Diabetes and the Risk of Infection-Related Mortality in the U.S.

Abstract
OBJECTIVE—To determine whether diabetes predicts infection-related mortality and to clarify the extent to which this relationship is mediated by comorbid conditions that may themselves increase risk of infection. RESEARCH DESIGN AND METHODS—We performed a retrospective cohort study using the Second National Health and Nutrition Examination Survey Mortality Study of 9,208 adults aged 30–74 years in 1976–1980. We defined demographic variables, diabetes, cardiovascular disease (CVD), and smoking by self-report; BMI, blood pressure, and serum cholesterol from baseline examination; and cause-specific mortality from death certificates. RESULTS—Over 12–16 years of follow-up, 36 infection-related deaths occurred among 533 adults with diabetes vs. 265 deaths in 8,675 adults without diabetes (4.7 vs. 1.5 per 1,000 person-years, P < 0.001). Diabetes (RR 2.0, 95% CI 1.2–3.2) and congestive heart failure (2.8, 1.6–5.1) were independent predictors of infection-related mortality after simultaneous adjustment for age, sex, race, poverty status, smoking, BMI, and hypertension.
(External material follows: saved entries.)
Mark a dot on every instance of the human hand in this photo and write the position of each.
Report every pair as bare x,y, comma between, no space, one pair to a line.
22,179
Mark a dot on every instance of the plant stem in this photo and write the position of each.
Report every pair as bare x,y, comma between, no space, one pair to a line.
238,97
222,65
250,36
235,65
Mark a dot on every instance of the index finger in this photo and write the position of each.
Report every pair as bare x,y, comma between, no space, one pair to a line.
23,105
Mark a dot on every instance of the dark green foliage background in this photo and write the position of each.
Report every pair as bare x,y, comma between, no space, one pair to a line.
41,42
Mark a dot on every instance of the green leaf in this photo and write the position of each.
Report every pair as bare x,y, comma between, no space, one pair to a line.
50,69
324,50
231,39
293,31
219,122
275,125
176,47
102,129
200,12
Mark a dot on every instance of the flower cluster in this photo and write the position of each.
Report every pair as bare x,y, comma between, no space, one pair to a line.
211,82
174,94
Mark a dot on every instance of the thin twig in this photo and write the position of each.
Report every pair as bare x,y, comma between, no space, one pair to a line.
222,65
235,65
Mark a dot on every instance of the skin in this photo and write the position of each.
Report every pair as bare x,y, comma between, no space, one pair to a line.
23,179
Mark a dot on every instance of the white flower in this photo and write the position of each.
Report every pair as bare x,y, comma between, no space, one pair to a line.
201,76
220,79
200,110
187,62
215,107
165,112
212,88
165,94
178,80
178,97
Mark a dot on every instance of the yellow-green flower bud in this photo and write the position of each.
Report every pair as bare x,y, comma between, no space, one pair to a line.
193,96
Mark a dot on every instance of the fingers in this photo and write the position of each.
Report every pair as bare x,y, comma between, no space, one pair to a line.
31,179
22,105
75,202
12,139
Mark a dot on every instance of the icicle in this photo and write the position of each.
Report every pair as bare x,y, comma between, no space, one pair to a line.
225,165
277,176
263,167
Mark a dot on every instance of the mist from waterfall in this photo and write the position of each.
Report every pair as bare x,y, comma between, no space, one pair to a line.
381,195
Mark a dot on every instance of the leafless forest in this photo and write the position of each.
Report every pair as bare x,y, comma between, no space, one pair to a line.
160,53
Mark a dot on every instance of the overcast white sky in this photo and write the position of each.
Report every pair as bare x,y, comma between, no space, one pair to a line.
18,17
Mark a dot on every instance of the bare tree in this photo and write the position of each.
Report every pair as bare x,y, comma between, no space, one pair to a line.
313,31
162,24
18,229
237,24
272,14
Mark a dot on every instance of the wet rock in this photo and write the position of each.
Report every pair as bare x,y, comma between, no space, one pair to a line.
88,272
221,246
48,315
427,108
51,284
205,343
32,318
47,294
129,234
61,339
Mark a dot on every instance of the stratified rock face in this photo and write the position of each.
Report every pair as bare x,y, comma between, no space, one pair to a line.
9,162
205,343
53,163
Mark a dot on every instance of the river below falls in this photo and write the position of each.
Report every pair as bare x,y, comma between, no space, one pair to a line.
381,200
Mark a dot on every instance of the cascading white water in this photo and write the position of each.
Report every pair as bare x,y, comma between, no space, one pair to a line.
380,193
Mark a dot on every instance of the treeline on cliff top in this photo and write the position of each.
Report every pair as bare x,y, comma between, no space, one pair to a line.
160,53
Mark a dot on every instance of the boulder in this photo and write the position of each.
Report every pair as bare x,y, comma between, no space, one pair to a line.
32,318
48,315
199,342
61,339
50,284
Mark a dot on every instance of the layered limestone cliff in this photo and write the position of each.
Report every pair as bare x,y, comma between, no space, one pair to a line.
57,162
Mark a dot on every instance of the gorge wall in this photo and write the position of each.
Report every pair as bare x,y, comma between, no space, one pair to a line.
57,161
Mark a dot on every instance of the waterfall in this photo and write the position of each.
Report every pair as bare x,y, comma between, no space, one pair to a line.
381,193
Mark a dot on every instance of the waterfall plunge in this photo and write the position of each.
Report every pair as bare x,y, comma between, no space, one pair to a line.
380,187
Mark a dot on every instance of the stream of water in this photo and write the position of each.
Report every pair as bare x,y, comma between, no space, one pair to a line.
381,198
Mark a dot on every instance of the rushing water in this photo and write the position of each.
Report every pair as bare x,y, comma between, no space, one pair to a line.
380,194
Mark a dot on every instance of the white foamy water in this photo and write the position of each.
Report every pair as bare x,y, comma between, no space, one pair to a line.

After subdividing infection-related deaths into those with (n = 145) and without (n = 156) concurrent cardiovascular diagnoses at the time of death, diabetic adults were at risk for infection-related death with CVD (3.0, 1.8–5.0) but not without CVD (1.0, 0.5–2.2). CONCLUSIONS—These nationally representative data suggest that diabetic adults are at greater risk for infection-related mortality, and the excess risk may be mediated by CVD.